In a waveform of read data output from FDD, a difference in time between the time T1 from the rise edge of read data RD1 to the rise edge of read data RD2 and the time T2 from the rise edge of read data RD2 to the rise edge of read data RD3, T1-T2, is called "waveform asymmetry" or "asymmetry" that is one of important characteristics in reproduction of data from floppy disks by means of FDD.
A conventional method for simply measuring the asymmetry is to directly measure time using an oscilloscope.
Another conventional method for measuring the asymmetry is disclosed in Japanese Patent Laid-Open No. 94271/1989. According to this conventional method, the time between edges of the read data pulse is measured with a clocking circuit. In this method, a reference clock pulse from a reference pulse generator is counted by means of a clocking circuit to determine the time between the read data pulses.
The above prior art methods have suffered from the following problems.
Specifically, in the measuring method using an oscilloscope, images displayed on the oscilloscope are always swung. Therefore, measuring point cannot be easily determined. This requires a lot of time and skill for the measurement. Further, large measurement errors and personal errors are created. Therefore, the conventional methods lack in reliability and are unsuitable for mass production.
Adoption of an oscilloscope having a time measuring function for mass production enables shortening of the measuring time and the measuring accuracy. This, however, poses a problem of increased cost due to necessity of investment in plant and equipment.

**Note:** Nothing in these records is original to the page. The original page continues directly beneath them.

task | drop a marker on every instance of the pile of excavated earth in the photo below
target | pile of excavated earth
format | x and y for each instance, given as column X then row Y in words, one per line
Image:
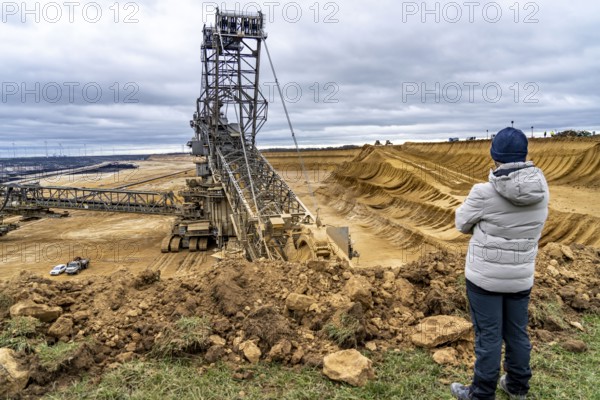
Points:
column 314, row 313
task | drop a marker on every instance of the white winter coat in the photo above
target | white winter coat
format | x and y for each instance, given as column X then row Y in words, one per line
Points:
column 506, row 216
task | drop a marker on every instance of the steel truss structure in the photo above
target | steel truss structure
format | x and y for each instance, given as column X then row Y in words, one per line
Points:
column 263, row 207
column 17, row 198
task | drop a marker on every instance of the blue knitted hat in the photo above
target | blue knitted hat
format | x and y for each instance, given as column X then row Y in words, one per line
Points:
column 509, row 145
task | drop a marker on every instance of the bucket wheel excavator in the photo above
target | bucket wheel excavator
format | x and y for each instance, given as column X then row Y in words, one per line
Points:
column 237, row 200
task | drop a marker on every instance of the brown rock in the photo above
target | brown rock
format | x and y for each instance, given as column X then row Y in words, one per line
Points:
column 297, row 356
column 567, row 252
column 28, row 308
column 81, row 315
column 214, row 353
column 405, row 292
column 125, row 357
column 251, row 351
column 348, row 366
column 575, row 346
column 440, row 329
column 359, row 289
column 446, row 356
column 299, row 302
column 280, row 351
column 554, row 250
column 544, row 336
column 62, row 327
column 13, row 376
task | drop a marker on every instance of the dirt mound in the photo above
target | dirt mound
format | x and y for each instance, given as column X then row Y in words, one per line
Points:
column 407, row 195
column 287, row 312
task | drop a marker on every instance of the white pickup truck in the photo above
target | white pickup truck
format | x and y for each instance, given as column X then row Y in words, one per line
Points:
column 78, row 264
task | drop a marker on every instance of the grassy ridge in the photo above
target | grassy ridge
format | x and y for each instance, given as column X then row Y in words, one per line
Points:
column 400, row 375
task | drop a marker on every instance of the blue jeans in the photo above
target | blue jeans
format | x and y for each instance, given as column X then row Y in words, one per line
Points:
column 499, row 317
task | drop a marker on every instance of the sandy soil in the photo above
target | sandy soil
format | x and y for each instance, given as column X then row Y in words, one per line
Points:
column 398, row 201
column 110, row 240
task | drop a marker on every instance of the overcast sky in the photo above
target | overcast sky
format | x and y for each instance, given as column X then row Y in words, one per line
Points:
column 107, row 76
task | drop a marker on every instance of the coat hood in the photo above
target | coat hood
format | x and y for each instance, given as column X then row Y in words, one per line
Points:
column 521, row 183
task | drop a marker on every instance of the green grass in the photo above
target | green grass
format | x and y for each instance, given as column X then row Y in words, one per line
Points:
column 343, row 332
column 187, row 335
column 20, row 334
column 52, row 358
column 400, row 375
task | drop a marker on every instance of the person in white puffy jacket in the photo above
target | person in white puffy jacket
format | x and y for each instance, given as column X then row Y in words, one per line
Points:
column 505, row 216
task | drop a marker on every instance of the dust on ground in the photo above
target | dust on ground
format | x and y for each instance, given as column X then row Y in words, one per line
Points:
column 295, row 313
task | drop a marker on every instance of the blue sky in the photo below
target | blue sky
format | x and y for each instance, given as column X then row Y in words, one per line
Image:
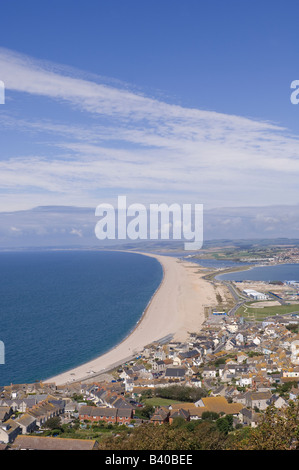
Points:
column 165, row 101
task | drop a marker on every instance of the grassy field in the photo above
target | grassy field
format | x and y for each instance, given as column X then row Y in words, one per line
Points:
column 259, row 314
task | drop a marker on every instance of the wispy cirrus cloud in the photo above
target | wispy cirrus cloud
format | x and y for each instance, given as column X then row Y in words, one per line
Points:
column 125, row 141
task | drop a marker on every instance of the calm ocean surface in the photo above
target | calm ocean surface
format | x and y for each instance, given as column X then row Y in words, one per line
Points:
column 281, row 272
column 63, row 308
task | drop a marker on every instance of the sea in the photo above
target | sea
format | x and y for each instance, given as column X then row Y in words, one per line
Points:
column 60, row 309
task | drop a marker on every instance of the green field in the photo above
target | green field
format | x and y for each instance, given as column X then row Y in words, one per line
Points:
column 259, row 314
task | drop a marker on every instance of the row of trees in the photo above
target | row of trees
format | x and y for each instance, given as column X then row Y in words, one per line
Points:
column 279, row 430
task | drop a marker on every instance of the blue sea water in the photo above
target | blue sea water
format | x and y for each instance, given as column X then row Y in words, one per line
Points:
column 60, row 309
column 280, row 272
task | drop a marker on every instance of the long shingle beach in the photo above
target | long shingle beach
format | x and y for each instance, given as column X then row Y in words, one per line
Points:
column 176, row 309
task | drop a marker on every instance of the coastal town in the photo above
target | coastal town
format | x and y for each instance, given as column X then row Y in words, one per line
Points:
column 236, row 365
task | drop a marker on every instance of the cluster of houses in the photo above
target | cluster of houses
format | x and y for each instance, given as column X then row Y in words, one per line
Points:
column 238, row 364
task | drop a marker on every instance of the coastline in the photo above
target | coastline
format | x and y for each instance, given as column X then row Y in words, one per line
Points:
column 176, row 308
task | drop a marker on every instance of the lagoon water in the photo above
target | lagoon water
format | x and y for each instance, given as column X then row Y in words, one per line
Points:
column 280, row 272
column 60, row 309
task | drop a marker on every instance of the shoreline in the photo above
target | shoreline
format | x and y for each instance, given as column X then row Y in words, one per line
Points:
column 176, row 307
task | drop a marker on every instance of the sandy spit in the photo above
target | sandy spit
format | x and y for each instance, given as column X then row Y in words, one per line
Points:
column 177, row 308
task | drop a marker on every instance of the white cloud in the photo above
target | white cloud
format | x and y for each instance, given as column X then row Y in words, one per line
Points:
column 146, row 146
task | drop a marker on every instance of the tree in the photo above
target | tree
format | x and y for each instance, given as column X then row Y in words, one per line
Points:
column 279, row 430
column 53, row 423
column 225, row 424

On the other hand, the method for measuring the time from edge to edge in read data pulses by means of a clocking circuit causes a counting error of pulses due to a correlation between two clocking circuits. Further, there is a possibility that a quantization error up to .+-. one period of the reference clock occurs at the time of rising to a unit/omission or rounding-off in clocking with the reference clock. In this case, the lower the frequency of the reference clock, the larger the time per period of the reference clock and the larger the error.